The race for the Vezina Trophy was decided Sunday night, when Braden Holtby and the President’s Trophy-bound Washington Capitals took down the Columbus Blue Jackets in the key battle, first overall in both the Metropolitan Division and the entire National Hockey League.
Holtby blanked the Jackets into the third period en route to a 3-2 Caps conquest. He now owns the inside track over Columbus goalie Sergei “Bob” Bobrovsky to earn the Vezina as the league’s top netminder, although the Columbus goalie leads the league in victories and save percentage.
Should he be honored, Holtby would become the first winner of the Vezina in consecutive seasons since Martin Brodeur of the New Jersey Devils did it both in 2007-08 and 2003-04. The only previous Vezina winners from Washington were Olaf Kolzig (1999-00) and Jim Carey (1995-96).
Bobrovsky already earned this award in 2013. It’s one of six annually presented at the annual NHL Awards show here in Las Vegas. This year’s NHL Awards is moving, but just down the street to The Joint at the Hard Rock Hotel & Casino on Paradise Road. It is scheduled for Thursday, June 22.
A vacationer comes to Las Vegas and might see me at a sportsbook, so the inevitable question is certain, “Who do you like tonight?”
Unlike our friendly visitor, whose window to (legally) wager is just a few days, my vision often spans more than a weekend. My perspective may cover a week, a month, or in certain situations the entire season (e.g., injuries to Steven Stamkos of Tampa Bay or goalie Jonathan Quick of “my” L.A. Kings).

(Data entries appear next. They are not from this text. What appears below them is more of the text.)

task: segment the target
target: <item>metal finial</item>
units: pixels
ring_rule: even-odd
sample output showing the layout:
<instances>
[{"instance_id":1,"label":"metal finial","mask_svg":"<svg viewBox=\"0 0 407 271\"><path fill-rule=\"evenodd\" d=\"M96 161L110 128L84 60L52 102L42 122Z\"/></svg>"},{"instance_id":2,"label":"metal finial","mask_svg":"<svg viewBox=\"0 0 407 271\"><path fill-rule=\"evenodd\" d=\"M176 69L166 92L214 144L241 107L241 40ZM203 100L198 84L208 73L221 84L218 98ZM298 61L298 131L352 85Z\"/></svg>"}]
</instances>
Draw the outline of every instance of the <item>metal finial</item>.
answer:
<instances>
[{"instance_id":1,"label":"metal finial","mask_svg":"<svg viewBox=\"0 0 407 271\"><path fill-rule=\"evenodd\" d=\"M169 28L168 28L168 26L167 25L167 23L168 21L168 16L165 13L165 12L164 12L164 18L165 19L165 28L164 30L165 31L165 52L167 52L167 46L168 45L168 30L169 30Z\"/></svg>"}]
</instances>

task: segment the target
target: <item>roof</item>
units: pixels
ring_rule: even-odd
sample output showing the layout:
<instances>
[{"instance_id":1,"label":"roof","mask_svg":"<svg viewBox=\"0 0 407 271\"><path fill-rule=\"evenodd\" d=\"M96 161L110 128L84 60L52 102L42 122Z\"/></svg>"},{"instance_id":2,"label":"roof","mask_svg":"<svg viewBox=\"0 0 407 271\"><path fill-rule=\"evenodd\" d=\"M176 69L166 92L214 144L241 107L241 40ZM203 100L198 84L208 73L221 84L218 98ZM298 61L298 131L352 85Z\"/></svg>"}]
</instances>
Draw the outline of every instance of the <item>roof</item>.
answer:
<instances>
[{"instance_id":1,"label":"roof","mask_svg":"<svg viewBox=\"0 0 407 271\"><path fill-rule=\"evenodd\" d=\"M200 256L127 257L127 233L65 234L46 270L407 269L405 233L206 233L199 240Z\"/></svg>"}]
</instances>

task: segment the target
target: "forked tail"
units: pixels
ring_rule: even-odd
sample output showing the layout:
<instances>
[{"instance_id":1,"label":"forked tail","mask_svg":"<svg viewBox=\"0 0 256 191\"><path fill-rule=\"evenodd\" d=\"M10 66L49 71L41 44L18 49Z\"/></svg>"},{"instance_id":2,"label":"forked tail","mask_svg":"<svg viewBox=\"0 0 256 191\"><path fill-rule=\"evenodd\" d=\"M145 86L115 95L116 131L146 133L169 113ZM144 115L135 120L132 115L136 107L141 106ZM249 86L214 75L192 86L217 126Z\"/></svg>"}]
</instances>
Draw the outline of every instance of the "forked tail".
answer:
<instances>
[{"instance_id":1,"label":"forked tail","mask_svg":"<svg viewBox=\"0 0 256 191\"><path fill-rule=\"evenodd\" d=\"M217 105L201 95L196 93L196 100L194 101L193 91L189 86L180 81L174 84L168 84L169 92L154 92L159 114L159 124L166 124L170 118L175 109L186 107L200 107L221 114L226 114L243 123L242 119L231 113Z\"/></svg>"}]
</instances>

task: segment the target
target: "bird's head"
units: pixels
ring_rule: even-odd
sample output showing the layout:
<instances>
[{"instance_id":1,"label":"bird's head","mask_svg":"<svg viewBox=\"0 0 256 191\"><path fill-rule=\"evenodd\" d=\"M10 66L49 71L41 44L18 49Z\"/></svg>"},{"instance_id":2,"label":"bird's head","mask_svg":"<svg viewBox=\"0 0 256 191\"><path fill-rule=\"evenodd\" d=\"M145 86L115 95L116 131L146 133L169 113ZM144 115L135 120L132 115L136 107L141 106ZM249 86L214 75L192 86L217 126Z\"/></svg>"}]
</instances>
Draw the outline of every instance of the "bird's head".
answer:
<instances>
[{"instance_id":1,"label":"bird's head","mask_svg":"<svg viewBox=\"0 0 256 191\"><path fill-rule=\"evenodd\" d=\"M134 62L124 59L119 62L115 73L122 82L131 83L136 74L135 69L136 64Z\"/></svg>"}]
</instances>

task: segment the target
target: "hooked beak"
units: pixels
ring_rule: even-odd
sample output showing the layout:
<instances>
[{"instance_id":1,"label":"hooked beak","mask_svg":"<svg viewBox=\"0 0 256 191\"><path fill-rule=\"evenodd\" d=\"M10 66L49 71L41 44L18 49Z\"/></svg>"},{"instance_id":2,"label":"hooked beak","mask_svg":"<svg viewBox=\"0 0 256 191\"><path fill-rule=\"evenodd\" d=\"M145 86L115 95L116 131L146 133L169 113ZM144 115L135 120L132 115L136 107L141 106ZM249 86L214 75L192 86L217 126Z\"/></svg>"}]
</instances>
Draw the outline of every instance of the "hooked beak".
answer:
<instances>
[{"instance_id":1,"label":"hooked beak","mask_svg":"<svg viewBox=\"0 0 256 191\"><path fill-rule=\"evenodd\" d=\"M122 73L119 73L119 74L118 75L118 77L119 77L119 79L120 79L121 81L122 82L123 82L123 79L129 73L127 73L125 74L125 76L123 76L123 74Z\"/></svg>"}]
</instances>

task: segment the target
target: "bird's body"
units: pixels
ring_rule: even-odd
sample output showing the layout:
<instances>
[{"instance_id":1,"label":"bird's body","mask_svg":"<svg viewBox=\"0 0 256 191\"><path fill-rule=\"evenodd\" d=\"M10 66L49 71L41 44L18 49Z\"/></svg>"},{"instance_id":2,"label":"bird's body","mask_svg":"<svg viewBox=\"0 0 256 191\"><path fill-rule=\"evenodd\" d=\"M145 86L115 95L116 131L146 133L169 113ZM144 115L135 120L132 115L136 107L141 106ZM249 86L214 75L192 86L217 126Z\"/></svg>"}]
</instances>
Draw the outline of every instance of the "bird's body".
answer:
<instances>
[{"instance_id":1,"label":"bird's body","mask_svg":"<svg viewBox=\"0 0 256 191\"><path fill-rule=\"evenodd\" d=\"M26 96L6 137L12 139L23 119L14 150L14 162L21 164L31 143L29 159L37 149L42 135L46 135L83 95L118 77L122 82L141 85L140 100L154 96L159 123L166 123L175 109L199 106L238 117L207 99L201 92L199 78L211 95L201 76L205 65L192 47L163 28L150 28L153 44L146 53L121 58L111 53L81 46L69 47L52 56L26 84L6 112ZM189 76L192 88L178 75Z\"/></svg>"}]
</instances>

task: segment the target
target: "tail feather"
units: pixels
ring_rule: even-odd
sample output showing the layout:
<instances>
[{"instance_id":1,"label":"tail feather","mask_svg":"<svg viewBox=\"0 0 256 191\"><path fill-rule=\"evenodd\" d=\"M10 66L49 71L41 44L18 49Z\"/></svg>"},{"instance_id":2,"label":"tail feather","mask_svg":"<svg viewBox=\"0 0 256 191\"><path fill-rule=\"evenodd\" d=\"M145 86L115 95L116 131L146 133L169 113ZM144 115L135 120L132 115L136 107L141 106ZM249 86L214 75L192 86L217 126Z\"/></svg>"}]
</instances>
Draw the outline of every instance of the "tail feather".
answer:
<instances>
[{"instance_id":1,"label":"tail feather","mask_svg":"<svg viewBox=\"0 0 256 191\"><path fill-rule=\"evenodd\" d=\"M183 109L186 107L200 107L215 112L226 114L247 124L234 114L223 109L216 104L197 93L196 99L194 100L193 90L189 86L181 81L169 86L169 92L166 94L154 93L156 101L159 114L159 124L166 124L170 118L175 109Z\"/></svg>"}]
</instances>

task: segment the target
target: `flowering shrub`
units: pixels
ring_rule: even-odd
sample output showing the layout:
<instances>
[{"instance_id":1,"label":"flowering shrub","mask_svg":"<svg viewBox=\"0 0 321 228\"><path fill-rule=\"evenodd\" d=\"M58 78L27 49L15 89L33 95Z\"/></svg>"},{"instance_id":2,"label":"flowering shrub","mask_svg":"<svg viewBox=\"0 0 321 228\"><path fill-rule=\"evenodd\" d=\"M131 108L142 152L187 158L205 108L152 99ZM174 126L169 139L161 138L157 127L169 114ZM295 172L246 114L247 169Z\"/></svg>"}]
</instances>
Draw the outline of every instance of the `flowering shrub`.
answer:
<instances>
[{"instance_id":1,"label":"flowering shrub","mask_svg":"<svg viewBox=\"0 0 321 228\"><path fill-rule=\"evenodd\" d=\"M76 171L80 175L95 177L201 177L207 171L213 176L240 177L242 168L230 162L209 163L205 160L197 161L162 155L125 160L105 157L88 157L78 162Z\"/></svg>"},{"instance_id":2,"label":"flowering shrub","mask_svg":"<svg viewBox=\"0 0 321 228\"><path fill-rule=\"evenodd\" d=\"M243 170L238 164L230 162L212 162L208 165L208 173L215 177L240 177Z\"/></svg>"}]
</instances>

This places me on my soapbox rant about how all of the major team sports leagues need to do more about something that is ruining the tail-end of the regular season: scheduling dynamics. It’s something that is so easily fixable, yet it often leads me to believe “the fix” may be in.
This originally dawned on me in 1970. It’s the first season of AFL (now AFC) regular season games against “the establishment” NFL (NFC).

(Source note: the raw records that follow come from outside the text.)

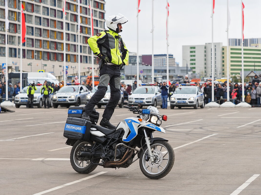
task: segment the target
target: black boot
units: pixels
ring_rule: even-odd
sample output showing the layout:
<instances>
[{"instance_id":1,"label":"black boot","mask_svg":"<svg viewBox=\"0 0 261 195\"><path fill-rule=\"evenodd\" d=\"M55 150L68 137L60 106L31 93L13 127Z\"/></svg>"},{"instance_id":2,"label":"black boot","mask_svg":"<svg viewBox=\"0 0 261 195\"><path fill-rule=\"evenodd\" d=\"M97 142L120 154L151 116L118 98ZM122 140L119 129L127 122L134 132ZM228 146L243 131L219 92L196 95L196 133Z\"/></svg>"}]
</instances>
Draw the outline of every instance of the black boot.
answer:
<instances>
[{"instance_id":1,"label":"black boot","mask_svg":"<svg viewBox=\"0 0 261 195\"><path fill-rule=\"evenodd\" d=\"M114 129L116 127L110 123L109 119L103 118L100 122L100 125L104 127L106 127L109 129Z\"/></svg>"},{"instance_id":2,"label":"black boot","mask_svg":"<svg viewBox=\"0 0 261 195\"><path fill-rule=\"evenodd\" d=\"M87 121L91 121L90 115L85 112L84 112L82 113L81 118L83 119L87 120Z\"/></svg>"}]
</instances>

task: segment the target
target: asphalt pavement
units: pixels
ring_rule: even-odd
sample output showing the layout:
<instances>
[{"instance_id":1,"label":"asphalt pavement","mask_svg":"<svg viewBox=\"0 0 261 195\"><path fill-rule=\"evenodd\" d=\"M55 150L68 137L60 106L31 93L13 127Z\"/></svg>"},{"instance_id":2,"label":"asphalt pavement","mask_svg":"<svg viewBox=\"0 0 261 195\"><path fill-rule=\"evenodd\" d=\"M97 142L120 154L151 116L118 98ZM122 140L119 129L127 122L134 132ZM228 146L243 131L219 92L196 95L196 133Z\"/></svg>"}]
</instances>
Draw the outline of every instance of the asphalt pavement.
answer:
<instances>
[{"instance_id":1,"label":"asphalt pavement","mask_svg":"<svg viewBox=\"0 0 261 195\"><path fill-rule=\"evenodd\" d=\"M168 139L175 155L171 171L158 180L144 176L138 161L75 172L63 136L67 108L21 106L0 114L0 194L261 194L261 108L158 108L168 116L166 133L154 137ZM97 109L100 120L104 110ZM110 121L134 116L117 106Z\"/></svg>"}]
</instances>

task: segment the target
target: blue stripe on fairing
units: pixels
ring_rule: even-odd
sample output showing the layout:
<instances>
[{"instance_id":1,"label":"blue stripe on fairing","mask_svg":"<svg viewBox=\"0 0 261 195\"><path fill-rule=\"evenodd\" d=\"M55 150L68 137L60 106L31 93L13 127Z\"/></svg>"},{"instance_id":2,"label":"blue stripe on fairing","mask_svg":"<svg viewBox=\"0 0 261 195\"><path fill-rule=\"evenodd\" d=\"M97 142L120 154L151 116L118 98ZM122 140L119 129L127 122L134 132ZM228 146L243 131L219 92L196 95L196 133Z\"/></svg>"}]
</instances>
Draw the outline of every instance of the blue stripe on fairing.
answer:
<instances>
[{"instance_id":1,"label":"blue stripe on fairing","mask_svg":"<svg viewBox=\"0 0 261 195\"><path fill-rule=\"evenodd\" d=\"M140 123L132 119L124 119L124 120L126 123L127 123L127 124L128 125L128 127L129 127L129 129L130 130L130 133L129 135L129 136L127 137L126 139L123 140L123 141L127 142L131 140L137 135L137 134L136 133L136 131L134 129L134 127L133 126L133 124L132 124L132 123L137 123L138 124L140 124ZM128 123L128 121L129 120L131 121L130 122Z\"/></svg>"},{"instance_id":2,"label":"blue stripe on fairing","mask_svg":"<svg viewBox=\"0 0 261 195\"><path fill-rule=\"evenodd\" d=\"M154 129L155 130L157 131L159 131L161 132L161 130L160 128L159 128L158 127L157 127L156 125L154 125L153 124L152 124L151 123L150 124L149 124L146 125L147 127L150 127L150 128L152 128Z\"/></svg>"},{"instance_id":3,"label":"blue stripe on fairing","mask_svg":"<svg viewBox=\"0 0 261 195\"><path fill-rule=\"evenodd\" d=\"M81 126L80 125L77 125L68 123L65 123L64 130L77 132L84 134L85 133L86 130L86 126Z\"/></svg>"},{"instance_id":4,"label":"blue stripe on fairing","mask_svg":"<svg viewBox=\"0 0 261 195\"><path fill-rule=\"evenodd\" d=\"M79 110L68 110L68 114L82 114L82 110L81 109Z\"/></svg>"}]
</instances>

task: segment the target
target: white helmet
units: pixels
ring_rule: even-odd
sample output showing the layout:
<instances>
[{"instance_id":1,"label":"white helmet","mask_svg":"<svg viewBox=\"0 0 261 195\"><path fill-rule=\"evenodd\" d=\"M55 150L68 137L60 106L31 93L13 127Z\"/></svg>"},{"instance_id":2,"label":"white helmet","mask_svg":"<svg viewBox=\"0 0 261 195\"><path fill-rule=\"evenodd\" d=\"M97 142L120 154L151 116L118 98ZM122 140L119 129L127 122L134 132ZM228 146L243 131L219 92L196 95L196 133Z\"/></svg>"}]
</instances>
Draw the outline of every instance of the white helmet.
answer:
<instances>
[{"instance_id":1,"label":"white helmet","mask_svg":"<svg viewBox=\"0 0 261 195\"><path fill-rule=\"evenodd\" d=\"M109 16L106 21L106 25L107 27L113 31L118 33L119 29L118 28L118 24L125 24L128 20L126 17L120 14L118 14L116 15ZM121 32L122 32L121 30Z\"/></svg>"}]
</instances>

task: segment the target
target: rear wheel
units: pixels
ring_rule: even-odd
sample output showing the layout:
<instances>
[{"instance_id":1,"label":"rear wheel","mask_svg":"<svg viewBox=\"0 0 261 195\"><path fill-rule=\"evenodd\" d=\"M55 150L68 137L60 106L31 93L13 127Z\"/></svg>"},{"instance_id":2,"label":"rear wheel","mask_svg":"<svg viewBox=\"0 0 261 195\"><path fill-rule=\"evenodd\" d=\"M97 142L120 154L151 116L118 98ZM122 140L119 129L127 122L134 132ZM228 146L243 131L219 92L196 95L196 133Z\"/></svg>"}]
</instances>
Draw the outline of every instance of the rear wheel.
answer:
<instances>
[{"instance_id":1,"label":"rear wheel","mask_svg":"<svg viewBox=\"0 0 261 195\"><path fill-rule=\"evenodd\" d=\"M91 162L89 157L77 155L78 152L84 150L80 146L93 145L91 142L80 140L77 141L74 144L71 150L70 159L72 166L76 172L80 173L89 173L97 167L97 165L93 165ZM100 159L92 158L92 161L94 163L98 163L100 162Z\"/></svg>"},{"instance_id":2,"label":"rear wheel","mask_svg":"<svg viewBox=\"0 0 261 195\"><path fill-rule=\"evenodd\" d=\"M157 140L151 145L151 152L155 157L152 162L150 158L146 161L149 154L148 148L144 148L140 157L140 167L142 173L148 178L158 179L162 178L168 173L173 166L175 155L173 148L165 140Z\"/></svg>"}]
</instances>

You might be old enough to remember the initial contest in the Monday Night Football series, but I remember Game 4, when “my” dis-owned Chargers rallied late to take a one-point lead, only to watch the Green Bay Packers kick a last-second field goal for a 22-20 win.
Sure, sometimes unpreventable problems present themselves. A hurricane in Miami once moved an NFL Week 1 contest to a mid-season date that was originally a bye date (a recent LSU/Florida game, too). The L.A. Dodgers had a 1992 series with Montreal postponed due to the Rodney King verdict that triggered rioting; months later, it created three consecutive doubleheaders.
But what the NHL did to several clubs is simply unfair.
Boston closes with 6-of-7 at home, while Toronto ends with four straight at home, leaving Ottawa struggling for air. The Senators may have climbed into first place for one brief day in the Atlantic Division, but we all knew it was short-lived, playing 7-of-9 (and 9-of-12) times on the road to close the season.
The NHL talks about the big “rivalry” schedule devised by the league and NBC Sports. However, not in Chicago, where the Hawks close playing only 3-of-12 against division woes (two vs. Colorado). That’ll help decide a division champ!